Her repertoire of egg art included a wide selection of decorated ostrich, emu, goose, duck, turkey, guinea and chicken eggs. Farha employs various techniques for decorating eggshells like cutting, carving, decoupage, trolling, etching, engraving, dyeing and beadwork.

The art of egg decoration goes back to early civilisations, when eggs were coloured and used as gifts to celebrate the re-birth of life on the earth. Ostrich eggshell with engraved hatched patterns have been found as early as 60,000 years ago at Diepkloof Rock Shelter in South Africa.

From ancient time until now, eggs have been decorated in many ways. Ostrich, emu, rhea, goose, turkey, duck, swan, hen and pigeon eggshells are used by the egg artists. Egg shells, particularly those of ostrich, are known to work as repellent to spiders and other insects. In India, hen eggshells are commonly used to ward off lizards.

According to the Provincial Museum of Alberta, egg collecting has been practiced for centuries. At first, eggshells were hung in medieval homes for decoration and later, eggs became popular items to collect.

"I was deeply interested in art and craft since my school days," Farha, who hails from Hyderabad, said. After doing honours in English Literature, she pursued her interest in various mediums. She has passion for egg decorations and silk painting. But she is equally adept at charcoal, thermo, cole, tiles and glass paintings, aluminium foil work, glitter and zardori work and soft-toy making.

The eggs used for her artistry belong to hatchery or farm-grown birds only. No eggs are taken from the wild. Ostrich eggs are naturally a pearl white to cream colour. The next largest eggshells Farha uses come from the emu, which are beautiful deep emerald green. The innermost layer is white, the middle layer is teal green, and the outer layer is a deep green textured coating.

"This is one feature that distinguishes emu eggs from all others, making each one unique and genuinely beautiful.`A0To expose the last layer is a challenge because the white layer is very, very thin and easily penetrated when carving," says Farha.

At ‘Eggxotica’ exhibition, one could make out that Farha had created each egg with great precision and ingenuity and involved several hours of intricate work. "The price of each decorated egg depends on its size and the ornamentation," she explains.

She orders blown eggshells through internet, which are empty shells of unfertilised eggs that have not been used for hatching. She gets them from all over the world but mainly from America, Britain, Australia and some African countries. She cleans and disinfects the empty eggshells before working on them.

Using a high-speed tool for cutting to reduce torque, Farha prevents shattering. Shells are treated with liquid polymer to strengthen and preserve their natural beauty. The eggs are then mounted on beautiful silver and golden stands. Her collection of decorated eggs was first displayed in October 2003 for a month by the Art Lovers’ Group of H. Lundbeck A/S.

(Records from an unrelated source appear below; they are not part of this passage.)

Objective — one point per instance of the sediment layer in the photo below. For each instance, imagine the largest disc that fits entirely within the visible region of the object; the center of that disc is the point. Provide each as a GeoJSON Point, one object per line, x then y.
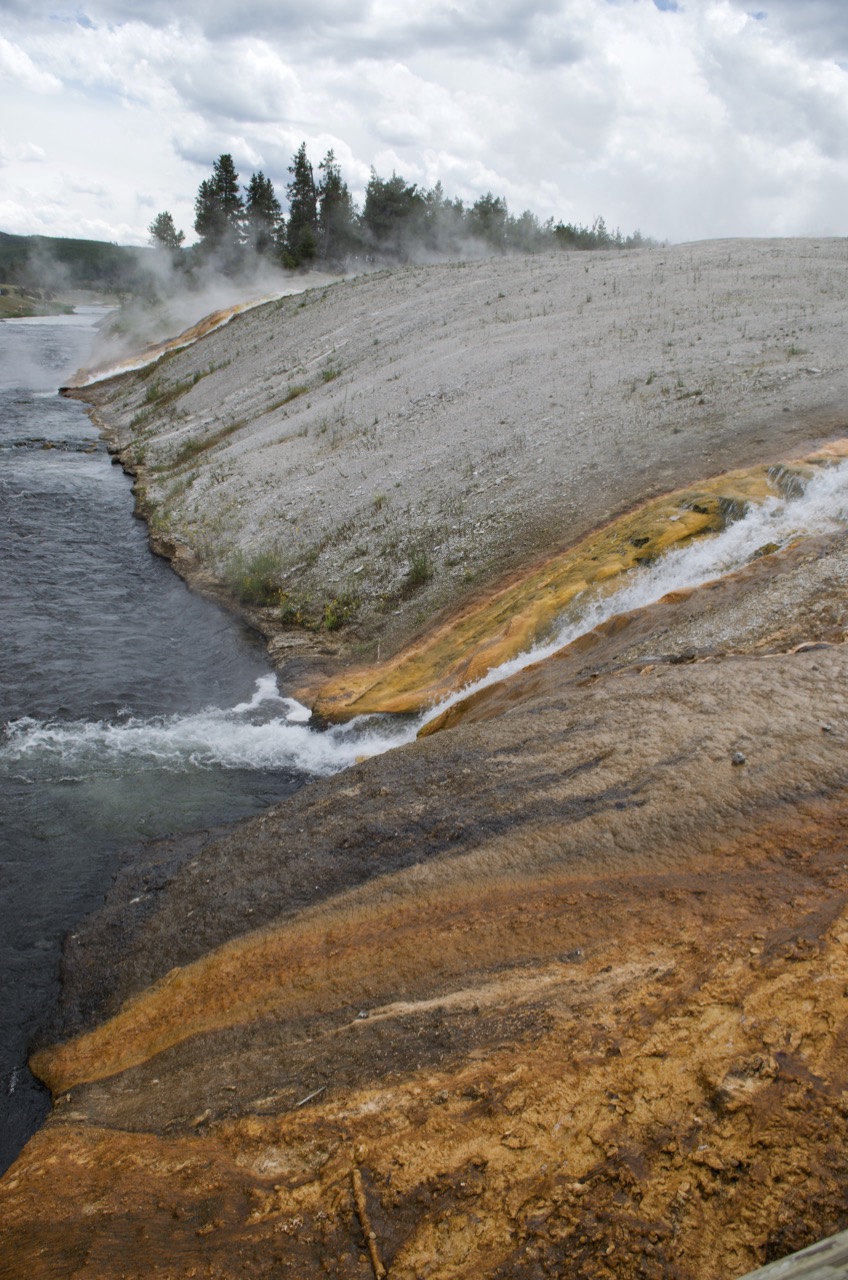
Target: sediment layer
{"type": "Point", "coordinates": [559, 992]}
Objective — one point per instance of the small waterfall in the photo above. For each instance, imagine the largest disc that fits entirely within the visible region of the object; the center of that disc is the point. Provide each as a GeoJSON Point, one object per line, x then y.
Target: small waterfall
{"type": "Point", "coordinates": [269, 731]}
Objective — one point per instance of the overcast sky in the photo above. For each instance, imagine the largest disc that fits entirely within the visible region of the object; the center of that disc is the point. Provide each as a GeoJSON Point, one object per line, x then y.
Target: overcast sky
{"type": "Point", "coordinates": [687, 120]}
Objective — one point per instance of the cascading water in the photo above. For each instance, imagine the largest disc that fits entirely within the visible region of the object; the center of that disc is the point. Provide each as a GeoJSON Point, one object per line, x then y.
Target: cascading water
{"type": "Point", "coordinates": [132, 708]}
{"type": "Point", "coordinates": [274, 732]}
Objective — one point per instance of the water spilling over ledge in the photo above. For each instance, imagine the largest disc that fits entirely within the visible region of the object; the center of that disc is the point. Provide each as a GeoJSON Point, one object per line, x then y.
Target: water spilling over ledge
{"type": "Point", "coordinates": [671, 545]}
{"type": "Point", "coordinates": [674, 543]}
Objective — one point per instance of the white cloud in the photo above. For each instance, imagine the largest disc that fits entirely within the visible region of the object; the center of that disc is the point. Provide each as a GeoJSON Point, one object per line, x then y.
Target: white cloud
{"type": "Point", "coordinates": [17, 65]}
{"type": "Point", "coordinates": [688, 119]}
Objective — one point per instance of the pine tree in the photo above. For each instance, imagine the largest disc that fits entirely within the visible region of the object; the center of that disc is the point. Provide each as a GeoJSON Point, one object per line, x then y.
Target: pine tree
{"type": "Point", "coordinates": [336, 213]}
{"type": "Point", "coordinates": [263, 213]}
{"type": "Point", "coordinates": [301, 229]}
{"type": "Point", "coordinates": [164, 234]}
{"type": "Point", "coordinates": [219, 210]}
{"type": "Point", "coordinates": [392, 215]}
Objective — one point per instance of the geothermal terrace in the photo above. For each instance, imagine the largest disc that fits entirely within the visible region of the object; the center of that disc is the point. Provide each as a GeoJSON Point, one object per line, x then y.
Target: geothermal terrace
{"type": "Point", "coordinates": [559, 986]}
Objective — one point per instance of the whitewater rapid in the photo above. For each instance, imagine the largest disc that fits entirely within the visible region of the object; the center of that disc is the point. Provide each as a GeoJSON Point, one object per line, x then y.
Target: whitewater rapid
{"type": "Point", "coordinates": [270, 731]}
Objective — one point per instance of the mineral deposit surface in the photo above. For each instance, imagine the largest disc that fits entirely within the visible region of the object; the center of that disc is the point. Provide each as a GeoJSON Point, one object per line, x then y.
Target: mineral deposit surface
{"type": "Point", "coordinates": [561, 988]}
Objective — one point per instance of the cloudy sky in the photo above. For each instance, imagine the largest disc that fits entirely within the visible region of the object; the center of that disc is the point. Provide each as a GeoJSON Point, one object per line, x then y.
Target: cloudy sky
{"type": "Point", "coordinates": [683, 118]}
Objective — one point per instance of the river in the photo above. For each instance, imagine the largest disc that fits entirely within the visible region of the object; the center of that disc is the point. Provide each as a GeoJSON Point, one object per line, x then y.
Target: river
{"type": "Point", "coordinates": [128, 707]}
{"type": "Point", "coordinates": [132, 708]}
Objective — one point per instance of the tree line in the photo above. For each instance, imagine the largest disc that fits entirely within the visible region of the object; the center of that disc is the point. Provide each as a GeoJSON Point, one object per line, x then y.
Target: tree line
{"type": "Point", "coordinates": [324, 227]}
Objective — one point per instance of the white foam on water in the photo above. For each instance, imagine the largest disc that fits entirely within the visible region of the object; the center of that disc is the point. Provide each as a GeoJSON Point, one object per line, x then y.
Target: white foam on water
{"type": "Point", "coordinates": [820, 508]}
{"type": "Point", "coordinates": [269, 731]}
{"type": "Point", "coordinates": [265, 732]}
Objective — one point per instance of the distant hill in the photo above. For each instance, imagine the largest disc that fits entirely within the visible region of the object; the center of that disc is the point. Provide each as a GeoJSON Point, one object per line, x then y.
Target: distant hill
{"type": "Point", "coordinates": [54, 264]}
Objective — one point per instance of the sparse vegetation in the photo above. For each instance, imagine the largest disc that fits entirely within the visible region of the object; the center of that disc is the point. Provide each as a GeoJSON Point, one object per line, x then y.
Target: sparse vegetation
{"type": "Point", "coordinates": [255, 579]}
{"type": "Point", "coordinates": [420, 570]}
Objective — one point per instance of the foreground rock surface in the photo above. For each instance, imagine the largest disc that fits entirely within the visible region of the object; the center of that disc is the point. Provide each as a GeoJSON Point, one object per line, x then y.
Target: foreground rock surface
{"type": "Point", "coordinates": [560, 991]}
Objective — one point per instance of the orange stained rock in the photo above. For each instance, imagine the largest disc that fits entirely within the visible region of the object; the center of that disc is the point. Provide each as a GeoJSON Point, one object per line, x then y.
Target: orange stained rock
{"type": "Point", "coordinates": [678, 1110]}
{"type": "Point", "coordinates": [155, 351]}
{"type": "Point", "coordinates": [524, 612]}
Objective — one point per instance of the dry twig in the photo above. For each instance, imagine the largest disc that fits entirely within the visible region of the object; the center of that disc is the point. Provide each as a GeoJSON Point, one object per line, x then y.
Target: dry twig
{"type": "Point", "coordinates": [361, 1212]}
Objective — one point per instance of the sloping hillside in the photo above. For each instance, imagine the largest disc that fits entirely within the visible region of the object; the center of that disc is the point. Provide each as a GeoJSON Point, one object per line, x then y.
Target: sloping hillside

Her maiden solo exhibition of ‘Decorated Eggs and Silk Paintings’ was hosted by the Frederiksberg Commune, Denmark, at Byggeriets Hus in April 2004. A part of her collection was also displayed in the ‘Ramadan around the World’ exhibition in Jeddah in October 2005. Her second solo exhibition was held in Jeddah in June 2008, which was inaugurated by Princess Fahda Bint Al-Saud.

Farha came across egg art first time on in 1998, when her husband was posted in Qatar. "I immediately liked this fragile art. After learning the basics from a teacher such as cleaning and disinfecting the eggs, their hardening, varnishing and basic cutting," says Farha, "I started working to enrich my knowledge."

Mother of three teenagers, Farha says they give all kinds of vague and boyish ideas like, "why don’t I carve a skeleton or a vampire in an egg?"

"To sustain their involvement," Farha points out, "I was forced to place all kinds of toys or objects in the eggs. That is how the dwarfs landed up in my hen egg creations — ‘Dwarf’s Arch’ and ‘Santa’s Den’. Now, Farha sees an egg as a medium of expression.